El Ruso era mi amigo del alma, con todo lo que eso significaba. Como buen mendocino, tenía horror a los terremotos. Se había conseguido una cueva para tirarse una siesta mientras duró la tranquilidad. Tenía una hamaca colgada con unos clavos. Si alguien le sacudía la lona y gritaba terremoto, el Ruso salía corriendo ladera abajo. Todo culpa de la guerra, que le había cambiado el sueño. De chico dormía como un lirón.

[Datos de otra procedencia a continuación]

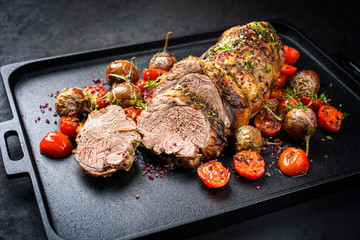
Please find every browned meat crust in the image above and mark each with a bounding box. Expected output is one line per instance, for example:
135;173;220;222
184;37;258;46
74;105;141;177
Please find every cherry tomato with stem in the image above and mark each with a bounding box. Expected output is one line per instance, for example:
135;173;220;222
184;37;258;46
136;79;147;91
124;107;143;119
233;150;265;179
280;63;297;77
40;131;73;158
318;104;343;132
197;160;231;188
83;85;109;110
60;117;80;138
284;45;300;65
273;74;287;89
270;89;286;101
278;147;310;176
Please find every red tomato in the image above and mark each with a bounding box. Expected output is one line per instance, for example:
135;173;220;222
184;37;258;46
136;79;147;91
197;160;230;188
124;107;142;119
270;89;286;101
254;111;282;137
273;74;287;88
234;150;265;179
278;98;299;115
60;117;80;138
280;63;297;77
278;147;310;176
40;131;73;158
143;69;165;81
83;85;109;109
318;104;343;132
300;97;325;113
265;98;280;113
284;45;300;65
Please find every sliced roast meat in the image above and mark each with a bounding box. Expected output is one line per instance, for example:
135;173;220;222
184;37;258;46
137;87;226;168
153;56;231;135
74;105;141;177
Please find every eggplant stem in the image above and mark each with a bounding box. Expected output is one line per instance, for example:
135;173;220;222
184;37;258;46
164;32;173;52
305;136;310;156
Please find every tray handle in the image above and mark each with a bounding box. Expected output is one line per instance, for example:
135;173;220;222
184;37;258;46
0;117;31;176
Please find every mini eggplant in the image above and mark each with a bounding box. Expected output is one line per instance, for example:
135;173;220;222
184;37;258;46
109;82;143;108
235;125;264;153
284;108;317;156
55;88;90;117
288;70;320;96
149;32;177;71
105;57;140;86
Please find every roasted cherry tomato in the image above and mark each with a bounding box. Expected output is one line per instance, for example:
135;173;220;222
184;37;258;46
83;85;109;109
124;107;142;119
254;111;282;137
278;147;310;176
278;98;299;115
142;69;165;81
136;79;147;91
280;63;297;77
265;98;280;113
234;150;265;179
273;74;287;88
40;131;73;158
318;104;343;132
300;97;325;113
60;117;80;138
197;160;230;188
284;45;300;65
270;89;286;101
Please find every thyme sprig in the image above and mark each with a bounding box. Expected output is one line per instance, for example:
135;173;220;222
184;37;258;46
145;74;161;88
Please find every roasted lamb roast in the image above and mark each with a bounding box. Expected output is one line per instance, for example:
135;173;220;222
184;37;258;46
138;22;284;168
74;105;141;177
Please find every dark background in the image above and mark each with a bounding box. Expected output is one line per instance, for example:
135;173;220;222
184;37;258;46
0;0;360;239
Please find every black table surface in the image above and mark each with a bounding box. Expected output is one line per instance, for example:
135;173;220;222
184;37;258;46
0;0;360;239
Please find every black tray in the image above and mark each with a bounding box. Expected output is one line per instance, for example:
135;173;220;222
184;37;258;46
0;21;360;239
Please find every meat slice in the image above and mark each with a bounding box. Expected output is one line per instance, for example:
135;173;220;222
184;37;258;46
153;56;231;135
201;22;284;118
74;105;141;177
137;86;226;168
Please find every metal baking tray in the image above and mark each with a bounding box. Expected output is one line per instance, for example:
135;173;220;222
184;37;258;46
0;21;360;239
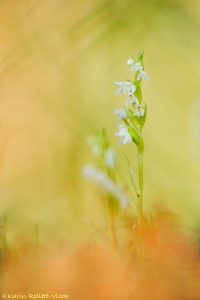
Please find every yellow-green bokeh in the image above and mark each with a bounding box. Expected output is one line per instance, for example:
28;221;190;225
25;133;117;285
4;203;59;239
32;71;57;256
0;0;200;247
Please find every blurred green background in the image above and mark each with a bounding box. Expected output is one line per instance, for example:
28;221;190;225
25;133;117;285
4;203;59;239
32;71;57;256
0;0;200;245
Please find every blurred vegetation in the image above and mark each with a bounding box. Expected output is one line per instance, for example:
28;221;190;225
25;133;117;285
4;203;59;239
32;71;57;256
0;0;200;245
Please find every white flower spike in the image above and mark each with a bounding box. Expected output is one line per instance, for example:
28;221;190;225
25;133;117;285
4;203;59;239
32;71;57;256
114;81;136;95
133;104;144;118
114;108;127;121
131;62;143;72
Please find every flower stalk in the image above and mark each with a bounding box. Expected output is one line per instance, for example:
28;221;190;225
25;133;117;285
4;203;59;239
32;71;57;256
114;52;149;223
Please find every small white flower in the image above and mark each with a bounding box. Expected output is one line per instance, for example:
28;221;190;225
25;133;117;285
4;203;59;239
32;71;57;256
115;124;132;144
82;165;129;208
105;148;116;168
137;71;149;81
131;62;143;72
125;96;139;105
114;81;136;95
134;103;144;118
127;57;134;65
114;108;127;121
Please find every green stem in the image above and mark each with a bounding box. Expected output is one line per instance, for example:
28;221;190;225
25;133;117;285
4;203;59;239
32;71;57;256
137;139;144;219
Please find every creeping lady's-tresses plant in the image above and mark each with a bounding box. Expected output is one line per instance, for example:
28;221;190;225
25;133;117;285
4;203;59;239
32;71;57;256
82;52;148;245
114;52;149;218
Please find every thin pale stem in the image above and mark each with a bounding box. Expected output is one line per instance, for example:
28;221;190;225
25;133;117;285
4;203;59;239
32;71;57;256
137;140;144;219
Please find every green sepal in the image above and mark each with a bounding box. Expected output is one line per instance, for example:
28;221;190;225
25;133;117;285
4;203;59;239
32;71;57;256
127;126;140;145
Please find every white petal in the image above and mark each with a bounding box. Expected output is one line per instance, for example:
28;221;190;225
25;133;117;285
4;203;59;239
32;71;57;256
127;57;134;65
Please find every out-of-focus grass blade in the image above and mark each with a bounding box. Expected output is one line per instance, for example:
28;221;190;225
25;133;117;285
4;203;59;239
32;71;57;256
125;155;139;196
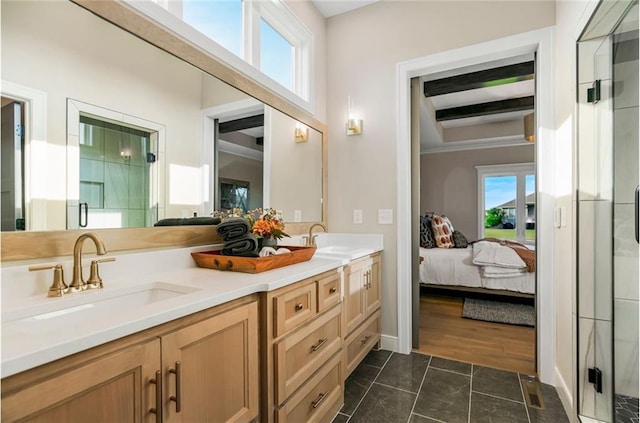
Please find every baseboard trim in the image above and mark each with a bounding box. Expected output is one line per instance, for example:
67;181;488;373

Una vez, en la colonia de vacaciones, lo sacamos con cama y todo a la avenida. Eran las once de la mañana y el Ruso seguía durmiendo a pata suelta. Otra vez, como experimento, le metimos la mano en un balde sólo por verlo orinarse. Si metías en el agua la mano de alguien dormido, decían, no tardaría en orinarse. No sé de dónde sacábamos eso. Pero el Ruso contradecía todas las leyes científicas. Dejamos su mano en el balde hasta que se le arrugaron las yemas pero ni siquiera amagó despertarse. Evoco la mano del Ruso en el balde y mis pensamientos saltan a Llamarada. Al final se agarró pie de trinchera. Los tres veníamos mal, pues vivíamos con los pies en el agua. Pero Llamarada era el más afectado. Una vez, cuando era chico, se había perdido en los cerros y estuvo a punto de congelarse. Ahora era terrible mirarle el pie. Ya no le entraban los borceguíes. Siempre estaba luchando para secarse las medias. Hasta que un día me dijo: "Mirá lo que me pasó". Yo sólo atiné a abrazarlo. No hay otro momento de nuestra vida en el pozo que me haya afligido más, cuando Llamarada me mostró el dedo que había alzado del suelo.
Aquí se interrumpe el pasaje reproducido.